Since its inception in 1994, the Vanity Fair Oscar party has epitomized glamour; a coveted invitation promises a night of shoulder-rubbing with Hollywood’s great and good. At the behest of publisher Graydon Carter, photographer Larry Fink has documented the exclusive annual fete for the past nine years. The highlights are collected in LACMA’s upcoming show, Hollywood, 2000-2009 (as well as the forthcoming book Vanities), and previewed here today. “I’m not interested in stars and celebrity,” says Brooklyn-born Fink. “I’m just looking to see when people give birth to something deeply human—whether it be sad or happy or otherwise—and whether I can find a way to photograph it so it becomes communicable and beautiful.” Fink, who has been the subject of major solo shows at MoMA and the Whitney Museum, spoke to NOWNESS about blowing smoke, Oscar night hysteria, and why only jazz musicians make him starry-eyed.
How did you come to work for Vanity Fair?

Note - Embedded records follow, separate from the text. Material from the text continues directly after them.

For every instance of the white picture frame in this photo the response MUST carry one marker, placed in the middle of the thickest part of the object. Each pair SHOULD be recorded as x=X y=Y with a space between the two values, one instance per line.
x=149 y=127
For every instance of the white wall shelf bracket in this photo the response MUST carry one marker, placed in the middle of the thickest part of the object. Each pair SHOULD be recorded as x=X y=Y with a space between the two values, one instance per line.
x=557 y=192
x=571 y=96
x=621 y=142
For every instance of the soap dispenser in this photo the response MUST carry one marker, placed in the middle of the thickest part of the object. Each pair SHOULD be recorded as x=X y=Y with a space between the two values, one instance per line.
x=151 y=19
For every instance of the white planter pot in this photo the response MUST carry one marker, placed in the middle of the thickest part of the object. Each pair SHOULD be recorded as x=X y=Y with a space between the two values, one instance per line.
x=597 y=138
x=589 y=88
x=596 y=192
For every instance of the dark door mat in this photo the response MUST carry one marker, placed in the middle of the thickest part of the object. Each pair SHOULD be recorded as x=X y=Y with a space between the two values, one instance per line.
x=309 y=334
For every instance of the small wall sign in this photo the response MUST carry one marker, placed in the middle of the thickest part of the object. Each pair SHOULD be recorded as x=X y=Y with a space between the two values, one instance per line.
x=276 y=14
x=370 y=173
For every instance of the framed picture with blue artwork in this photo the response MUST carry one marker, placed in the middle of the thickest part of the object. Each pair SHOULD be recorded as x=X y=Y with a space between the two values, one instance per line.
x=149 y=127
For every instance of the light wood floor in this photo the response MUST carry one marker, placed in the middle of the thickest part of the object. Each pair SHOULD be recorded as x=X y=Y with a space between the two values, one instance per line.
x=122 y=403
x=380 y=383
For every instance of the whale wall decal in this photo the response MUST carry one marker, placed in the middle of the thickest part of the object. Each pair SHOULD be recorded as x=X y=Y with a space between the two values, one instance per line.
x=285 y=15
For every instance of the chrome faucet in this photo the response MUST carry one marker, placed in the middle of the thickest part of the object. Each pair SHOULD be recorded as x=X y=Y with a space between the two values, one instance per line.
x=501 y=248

Tina Brown was opening the magazine Talk [which ran from 1999 to 2001] and offering contracts with a great deal of liberty to people who were notable in some fashion or another. Graydon Carter, who hates, or at least hated Tina Brown, was competitive and offered many people, including myself, massive amounts of money so that they wouldn’t walk across the street—even though I wasn’t on his street. Anyhow, that’s how I got into Vanity Fair.
What’s the magazine’s Oscar Party like?
[It creates] a tremendous amount of hysteria, and a certain degree of anxiety, based on how you position yourself in the competitive hall of Hollywood. Then there’s happiness; people who work hard for their Oscars and are happy out of their brains. In the movie business they support each other—when they are not competing in nasty ways; there is a sort of family feel to it.

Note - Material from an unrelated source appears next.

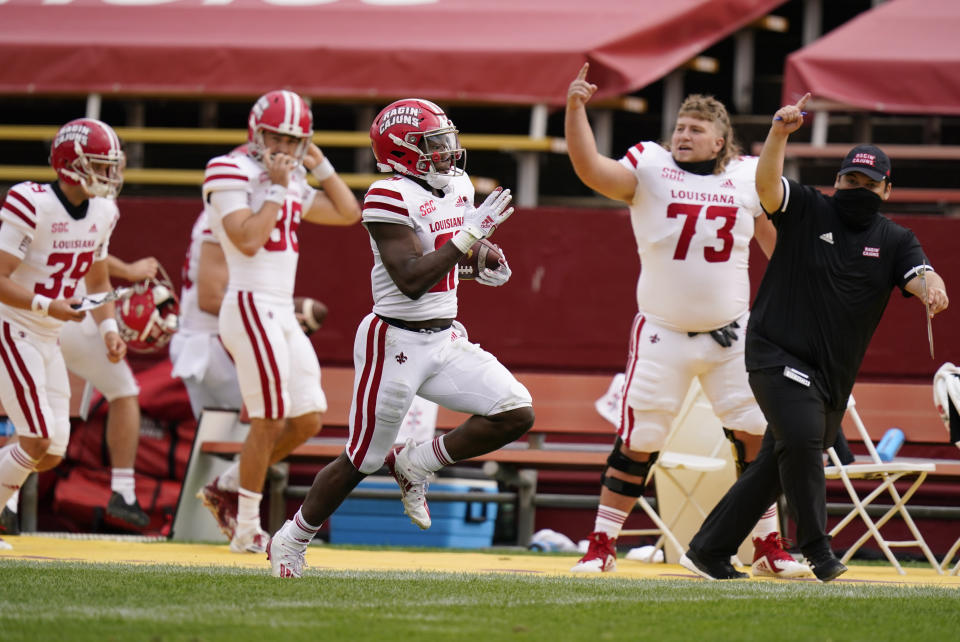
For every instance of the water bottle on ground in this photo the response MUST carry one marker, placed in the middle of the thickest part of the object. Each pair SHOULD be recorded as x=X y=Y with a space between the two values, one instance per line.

What were you looking for when you began to photograph the events?
I’m the only photographer who, in the beginning, didn’t know who anybody was. I’m the sort of person who doesn’t recognize people right away anyhow, because I’m looking at them in a primary kind of way, like a baby would be: “Look at that nose or those eyes,” or something. So I don’t, like Jonathan Becker or Patrick McMullan or those guys, jump after Brad Pitt and say “Excuse me, smile!” Bang.

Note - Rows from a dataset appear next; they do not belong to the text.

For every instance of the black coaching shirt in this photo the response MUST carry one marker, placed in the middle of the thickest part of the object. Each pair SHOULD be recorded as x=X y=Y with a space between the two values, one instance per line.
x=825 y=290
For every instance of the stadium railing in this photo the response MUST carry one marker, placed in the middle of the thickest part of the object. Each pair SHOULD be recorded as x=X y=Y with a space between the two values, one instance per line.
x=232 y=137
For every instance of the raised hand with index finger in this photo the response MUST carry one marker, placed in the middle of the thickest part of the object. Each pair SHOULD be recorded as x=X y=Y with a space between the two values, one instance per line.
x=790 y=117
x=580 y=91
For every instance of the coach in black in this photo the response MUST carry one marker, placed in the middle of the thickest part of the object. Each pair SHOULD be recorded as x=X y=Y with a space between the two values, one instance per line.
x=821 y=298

Name the most outrageous thing you’ve seen at a VF party.
Graydon Carter, who is a very proper man, blew a big waft of cigarette smoke into my face like some adolescent, and looked at me with a lordly priority that said, “Okay buster, what are you going to do about it?” Here’s the editor-in-chief covering me with nicotine residue from his own luscious lips and he expects me to respond. He was testing me to see whether or not I would punch him or simply defer, and of course I deferred because I was under employment to the guy.
Is it difficult to capture celebrities in a candid way when they’re so used to performing?
No, I’m so fast. The way I shoot is I’m slow as a bear and then fast as a hare. So I just linger and watch and then pooom! When I see something, a gestation of an emotion, something primary and meaningful, then I go after it like a stiletto coming out of the blade. Not necessarily with that kind of violence applied to it though.
Have you ever been star-struck?
In terms of Hollywood, no, never, because I don’t care. In terms of jazz musicians, absolutely! When I was a kid I loved Coleman Hawkins and when I used to sit with him in the Metropole [the legendary New York jazz club] in 1969 I was star-struck. I was moony-eyed. I was goofy. And then Sonny Rollins or John Coltrane… musicians have taken the stars out of my eyes and put them into my heart.